Not suggesting that I don't say stuff on autopilot sometimes but for many people, it's their only mode of operation. They never actually think about anything from first principles. Their whole approach to language is just chaining catchphrases together. It's how a toddler thinks; it seems like many people never moved past that stage of development.
- Lots of Haiku around, many mistakes unless process is very clear - Some Sonnets, still do mistakes but can adapt - Some Opus, able to improvise and think outside the box.
But even the Human Opus/Mythos are hilariously wrong sometimes.
I don't understand what we're setting the record straight on. This is the core point of dispute, and the author just blazes past it to focus on other things. I'm glad to hear "stochastic parrot" isn't intended as an insult, and I agree that it's not right to think of LLMs as a box with a little homunculus inside replying to you. But to me it seems obvious that LLMs are not repeating patterns without comprehension and do understand what they are saying; otherwise they would not be capable of doing things they routinely do.
So this seems obvious to you, and yet to many others, it is equally obvious that LLMs can/could do the things they routinely do without any meaningful sense of "understanding".
There are people who argue semantics, that we can call the pattern matching that LLMs do “understanding”, or the moronic “how do we know that’s isn’t all we do” but for the normal use of comprehension, LLMs at a fundamental level don’t.

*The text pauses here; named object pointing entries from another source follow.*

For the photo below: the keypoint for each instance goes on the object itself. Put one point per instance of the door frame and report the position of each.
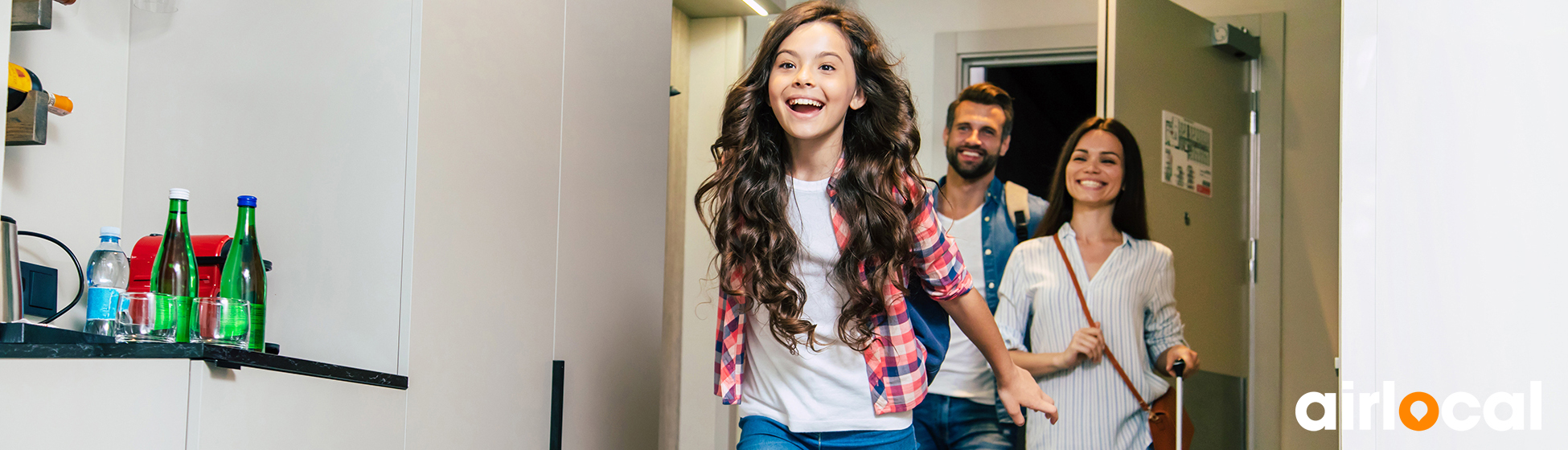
(958, 51)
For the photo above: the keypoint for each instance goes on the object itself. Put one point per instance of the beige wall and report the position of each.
(675, 232)
(716, 57)
(1310, 255)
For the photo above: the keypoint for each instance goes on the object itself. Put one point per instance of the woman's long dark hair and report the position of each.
(744, 202)
(1129, 214)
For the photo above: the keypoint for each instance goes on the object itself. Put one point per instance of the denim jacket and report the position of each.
(998, 232)
(927, 317)
(999, 235)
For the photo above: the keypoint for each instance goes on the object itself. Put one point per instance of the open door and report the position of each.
(1165, 80)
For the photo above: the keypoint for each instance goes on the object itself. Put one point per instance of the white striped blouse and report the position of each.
(1131, 297)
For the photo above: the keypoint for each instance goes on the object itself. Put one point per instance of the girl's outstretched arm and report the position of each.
(1013, 383)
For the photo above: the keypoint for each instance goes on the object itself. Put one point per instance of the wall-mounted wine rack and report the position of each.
(29, 125)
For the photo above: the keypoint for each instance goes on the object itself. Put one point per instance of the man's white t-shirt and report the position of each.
(823, 389)
(965, 372)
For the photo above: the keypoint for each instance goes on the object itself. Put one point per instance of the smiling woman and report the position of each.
(1099, 229)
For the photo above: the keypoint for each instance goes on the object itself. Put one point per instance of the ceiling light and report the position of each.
(754, 6)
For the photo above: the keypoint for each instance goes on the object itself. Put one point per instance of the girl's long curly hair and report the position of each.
(744, 204)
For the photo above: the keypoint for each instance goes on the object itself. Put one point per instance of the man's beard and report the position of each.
(979, 168)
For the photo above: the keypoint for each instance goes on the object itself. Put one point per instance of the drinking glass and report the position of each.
(221, 321)
(146, 317)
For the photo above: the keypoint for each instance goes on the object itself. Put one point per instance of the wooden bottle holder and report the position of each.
(29, 125)
(31, 14)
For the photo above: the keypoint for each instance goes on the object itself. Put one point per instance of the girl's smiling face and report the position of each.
(1094, 173)
(813, 87)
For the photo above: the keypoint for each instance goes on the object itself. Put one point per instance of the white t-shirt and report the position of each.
(817, 391)
(965, 372)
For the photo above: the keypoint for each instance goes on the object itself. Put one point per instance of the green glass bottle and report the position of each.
(244, 275)
(174, 267)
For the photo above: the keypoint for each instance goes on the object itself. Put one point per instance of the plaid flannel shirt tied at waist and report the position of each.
(894, 358)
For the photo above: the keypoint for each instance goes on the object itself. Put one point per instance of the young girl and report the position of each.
(822, 227)
(1097, 222)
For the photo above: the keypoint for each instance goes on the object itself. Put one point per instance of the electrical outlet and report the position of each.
(39, 289)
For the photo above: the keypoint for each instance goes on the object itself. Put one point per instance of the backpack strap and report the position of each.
(1018, 209)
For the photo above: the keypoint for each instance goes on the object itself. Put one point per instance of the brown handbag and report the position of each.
(1160, 425)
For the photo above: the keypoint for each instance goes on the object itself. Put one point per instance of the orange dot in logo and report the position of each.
(1410, 419)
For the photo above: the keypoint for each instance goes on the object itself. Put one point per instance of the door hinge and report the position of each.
(1254, 113)
(1252, 259)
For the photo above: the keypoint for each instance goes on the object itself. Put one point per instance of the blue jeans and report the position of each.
(955, 423)
(761, 433)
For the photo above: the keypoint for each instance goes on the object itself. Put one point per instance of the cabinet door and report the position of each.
(262, 410)
(93, 403)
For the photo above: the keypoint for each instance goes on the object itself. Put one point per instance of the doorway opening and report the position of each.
(1051, 96)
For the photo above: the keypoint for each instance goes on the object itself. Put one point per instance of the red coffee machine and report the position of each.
(211, 252)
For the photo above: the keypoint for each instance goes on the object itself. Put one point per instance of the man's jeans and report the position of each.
(955, 423)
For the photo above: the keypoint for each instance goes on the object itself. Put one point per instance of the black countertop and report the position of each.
(224, 356)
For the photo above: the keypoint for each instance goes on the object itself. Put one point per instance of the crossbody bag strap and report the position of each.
(1125, 378)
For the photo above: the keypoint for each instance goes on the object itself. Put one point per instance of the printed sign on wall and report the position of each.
(1184, 161)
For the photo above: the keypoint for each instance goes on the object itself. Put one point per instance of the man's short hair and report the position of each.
(985, 95)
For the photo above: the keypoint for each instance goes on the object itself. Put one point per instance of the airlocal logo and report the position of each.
(1457, 410)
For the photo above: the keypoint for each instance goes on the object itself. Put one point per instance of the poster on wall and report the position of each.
(1184, 161)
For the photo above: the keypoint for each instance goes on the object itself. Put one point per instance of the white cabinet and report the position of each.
(183, 403)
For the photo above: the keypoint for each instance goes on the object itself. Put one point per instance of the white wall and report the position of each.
(311, 118)
(71, 187)
(1452, 189)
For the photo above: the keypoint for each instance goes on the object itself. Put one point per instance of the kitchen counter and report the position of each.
(223, 356)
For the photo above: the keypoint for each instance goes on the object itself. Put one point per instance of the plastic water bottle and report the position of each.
(109, 273)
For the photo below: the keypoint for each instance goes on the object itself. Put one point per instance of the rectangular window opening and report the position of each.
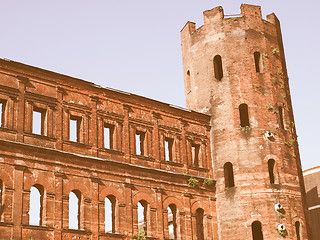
(168, 145)
(2, 108)
(140, 136)
(108, 132)
(281, 117)
(195, 148)
(75, 123)
(38, 119)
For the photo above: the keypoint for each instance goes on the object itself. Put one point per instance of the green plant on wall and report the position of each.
(141, 234)
(207, 182)
(274, 50)
(193, 182)
(271, 108)
(245, 129)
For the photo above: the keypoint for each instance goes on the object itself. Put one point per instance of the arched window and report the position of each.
(244, 115)
(257, 61)
(256, 231)
(271, 164)
(199, 223)
(36, 205)
(1, 190)
(172, 221)
(228, 175)
(281, 117)
(74, 209)
(188, 82)
(297, 225)
(217, 63)
(110, 214)
(142, 215)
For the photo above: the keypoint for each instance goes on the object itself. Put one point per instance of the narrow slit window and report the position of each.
(281, 117)
(110, 213)
(271, 164)
(172, 221)
(108, 132)
(168, 145)
(36, 205)
(257, 61)
(38, 121)
(75, 123)
(142, 215)
(256, 231)
(74, 209)
(297, 225)
(199, 223)
(1, 189)
(140, 138)
(2, 112)
(188, 82)
(228, 175)
(195, 149)
(218, 72)
(244, 115)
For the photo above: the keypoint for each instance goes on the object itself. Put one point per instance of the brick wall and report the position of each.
(59, 165)
(312, 184)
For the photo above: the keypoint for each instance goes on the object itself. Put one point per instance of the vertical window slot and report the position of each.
(168, 145)
(244, 115)
(75, 123)
(257, 61)
(228, 175)
(108, 132)
(38, 121)
(195, 149)
(218, 71)
(140, 138)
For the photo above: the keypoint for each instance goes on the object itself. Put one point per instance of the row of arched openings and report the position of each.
(229, 175)
(36, 211)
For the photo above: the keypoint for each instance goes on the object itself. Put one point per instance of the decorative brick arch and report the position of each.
(110, 191)
(143, 196)
(173, 200)
(72, 185)
(198, 204)
(7, 180)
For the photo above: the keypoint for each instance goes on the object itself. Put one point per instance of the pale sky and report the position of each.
(134, 46)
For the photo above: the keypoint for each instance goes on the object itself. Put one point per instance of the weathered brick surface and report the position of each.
(60, 165)
(236, 39)
(312, 183)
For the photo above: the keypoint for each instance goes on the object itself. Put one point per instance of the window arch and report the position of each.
(172, 221)
(199, 223)
(36, 205)
(281, 117)
(188, 81)
(110, 214)
(228, 175)
(271, 164)
(218, 71)
(1, 190)
(244, 115)
(256, 231)
(257, 61)
(74, 209)
(298, 229)
(143, 215)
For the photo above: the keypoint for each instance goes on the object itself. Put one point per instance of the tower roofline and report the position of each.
(217, 14)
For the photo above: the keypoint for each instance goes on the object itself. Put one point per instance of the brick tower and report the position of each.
(234, 69)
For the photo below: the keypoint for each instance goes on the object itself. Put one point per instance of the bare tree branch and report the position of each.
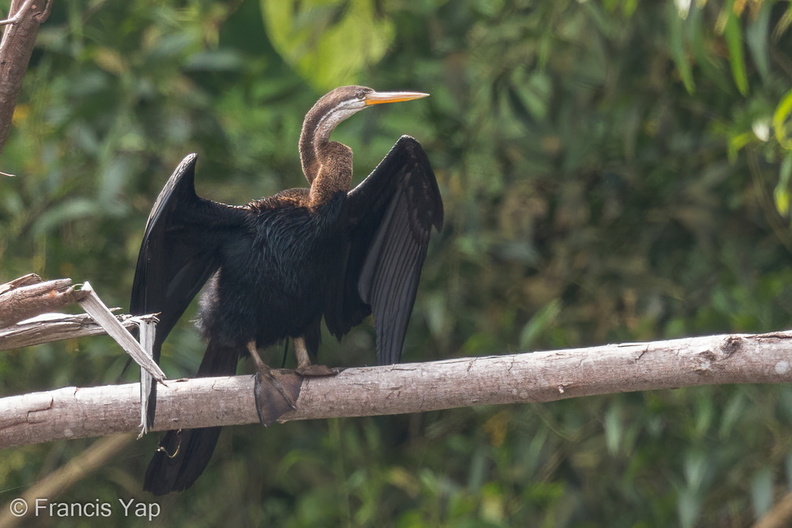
(16, 47)
(56, 327)
(74, 412)
(27, 297)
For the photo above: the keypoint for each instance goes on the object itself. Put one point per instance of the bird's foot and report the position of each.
(316, 371)
(276, 394)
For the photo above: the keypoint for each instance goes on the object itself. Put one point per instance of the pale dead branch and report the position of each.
(16, 47)
(74, 412)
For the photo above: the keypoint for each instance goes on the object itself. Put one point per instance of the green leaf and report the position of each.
(328, 42)
(733, 35)
(677, 48)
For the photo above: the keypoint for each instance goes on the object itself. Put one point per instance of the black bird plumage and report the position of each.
(277, 266)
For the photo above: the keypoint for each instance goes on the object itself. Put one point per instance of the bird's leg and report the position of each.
(304, 365)
(276, 393)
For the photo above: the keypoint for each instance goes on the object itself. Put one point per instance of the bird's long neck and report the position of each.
(327, 165)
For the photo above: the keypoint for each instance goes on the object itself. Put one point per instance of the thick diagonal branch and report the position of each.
(74, 412)
(16, 47)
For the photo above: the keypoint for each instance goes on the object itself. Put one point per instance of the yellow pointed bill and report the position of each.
(392, 97)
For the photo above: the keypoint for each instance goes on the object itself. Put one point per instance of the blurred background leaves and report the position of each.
(612, 170)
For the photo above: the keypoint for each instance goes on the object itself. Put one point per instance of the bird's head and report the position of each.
(345, 101)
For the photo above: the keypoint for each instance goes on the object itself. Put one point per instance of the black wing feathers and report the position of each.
(391, 215)
(179, 249)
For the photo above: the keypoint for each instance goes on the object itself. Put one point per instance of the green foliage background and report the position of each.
(612, 170)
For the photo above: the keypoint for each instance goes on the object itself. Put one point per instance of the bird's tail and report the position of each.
(184, 454)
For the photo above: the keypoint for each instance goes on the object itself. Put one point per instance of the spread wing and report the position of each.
(391, 216)
(180, 249)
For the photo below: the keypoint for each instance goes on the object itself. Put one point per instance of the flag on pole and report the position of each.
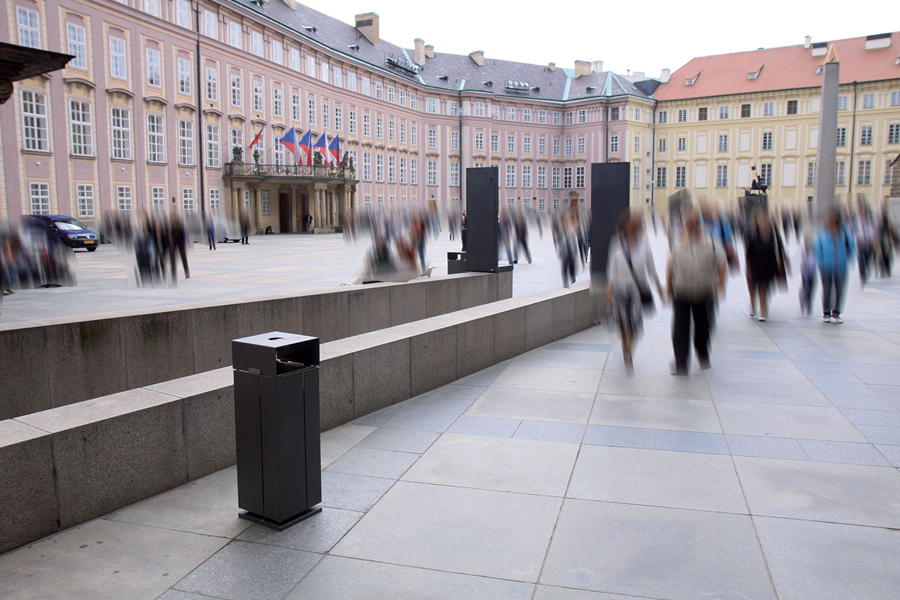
(305, 145)
(335, 150)
(258, 135)
(322, 146)
(290, 142)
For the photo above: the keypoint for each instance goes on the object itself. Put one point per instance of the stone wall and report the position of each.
(48, 364)
(67, 465)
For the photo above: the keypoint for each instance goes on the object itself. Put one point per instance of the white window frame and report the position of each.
(124, 198)
(29, 26)
(84, 198)
(187, 200)
(212, 84)
(39, 198)
(34, 121)
(213, 146)
(120, 120)
(154, 67)
(432, 173)
(184, 76)
(236, 91)
(258, 100)
(81, 126)
(118, 58)
(510, 175)
(156, 140)
(277, 102)
(185, 143)
(183, 13)
(76, 37)
(210, 24)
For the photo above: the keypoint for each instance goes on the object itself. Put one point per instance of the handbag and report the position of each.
(646, 295)
(781, 275)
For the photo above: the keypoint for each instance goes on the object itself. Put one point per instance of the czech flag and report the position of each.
(335, 150)
(256, 139)
(322, 146)
(305, 146)
(289, 141)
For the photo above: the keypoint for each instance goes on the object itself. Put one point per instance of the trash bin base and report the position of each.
(283, 524)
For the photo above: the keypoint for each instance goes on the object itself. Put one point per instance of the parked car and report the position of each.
(72, 232)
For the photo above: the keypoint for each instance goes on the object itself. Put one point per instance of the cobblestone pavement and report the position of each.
(273, 264)
(554, 476)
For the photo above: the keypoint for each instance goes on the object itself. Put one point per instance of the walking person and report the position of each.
(807, 273)
(629, 271)
(245, 227)
(765, 261)
(695, 278)
(866, 234)
(211, 232)
(834, 249)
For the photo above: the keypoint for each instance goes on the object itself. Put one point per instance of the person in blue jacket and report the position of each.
(834, 248)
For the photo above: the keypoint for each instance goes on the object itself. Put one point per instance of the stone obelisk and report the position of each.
(824, 196)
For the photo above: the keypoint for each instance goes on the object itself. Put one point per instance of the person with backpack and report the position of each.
(765, 259)
(834, 248)
(629, 272)
(695, 282)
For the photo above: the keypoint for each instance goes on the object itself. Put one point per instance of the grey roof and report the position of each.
(461, 71)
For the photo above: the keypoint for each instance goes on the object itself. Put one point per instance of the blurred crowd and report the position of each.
(704, 248)
(397, 237)
(32, 257)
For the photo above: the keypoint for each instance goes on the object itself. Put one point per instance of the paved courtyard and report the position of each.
(270, 265)
(555, 476)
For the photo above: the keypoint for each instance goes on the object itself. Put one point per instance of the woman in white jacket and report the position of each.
(629, 272)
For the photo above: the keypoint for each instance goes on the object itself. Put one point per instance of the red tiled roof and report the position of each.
(791, 67)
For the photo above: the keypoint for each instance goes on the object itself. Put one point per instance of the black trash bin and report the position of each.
(276, 414)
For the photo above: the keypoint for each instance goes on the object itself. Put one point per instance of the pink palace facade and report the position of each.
(160, 92)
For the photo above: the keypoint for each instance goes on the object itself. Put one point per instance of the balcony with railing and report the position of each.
(315, 172)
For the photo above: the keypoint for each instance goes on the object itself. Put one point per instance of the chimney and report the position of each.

So stochastic parrots could indeed be a good description of LLMs. But I think that she meant it as a diminishing term (against the technology) which is pointless. Probably more of a reaction against SV tech bros than more nuanced interpretations.
I remember being angry about this situation when I first saw it on social media, until I read the details: This person submitted a list of demands to her employer and said that if they weren’t met, she quit. Google wasn’t going to meet her demands so they considered it acceptance of her resignation. There has been a movement trying to debate whether it was a firing or resignation ever since.
The original paper they published gets recirculated every year or two as some landmark history of AI safety, but as other commenters have noted it wasn’t really a great paper nor was it groundbreaking at the time. If not for the controversy surrounding the resignation/firing (depending on your POV), I don’t think it would have been notable.
She was part of the "Ethical Artificial Intelligence Team" of what was then, and still is now, one of the corporations World wide spending the largest amount of resources precisely on using AI commercially.
I think she's since since lost a lot of her allure, especially when she didn't change her mind when the facts about the AI water usage changed 1000x
Meanwhile, the paper has 2 points of criticism towards AI. 1 is a bunch of carbon consumption complaints assuming NVIDIA cards with coal-fired power, while a lot of effort at contemporary Google went towards getting TPUs running on green power. I suspect this was what people wanted to object to, a lot of effort went into those green power projects and she was just denying it. The complaint might seem prophetic now but it was not true about Google then.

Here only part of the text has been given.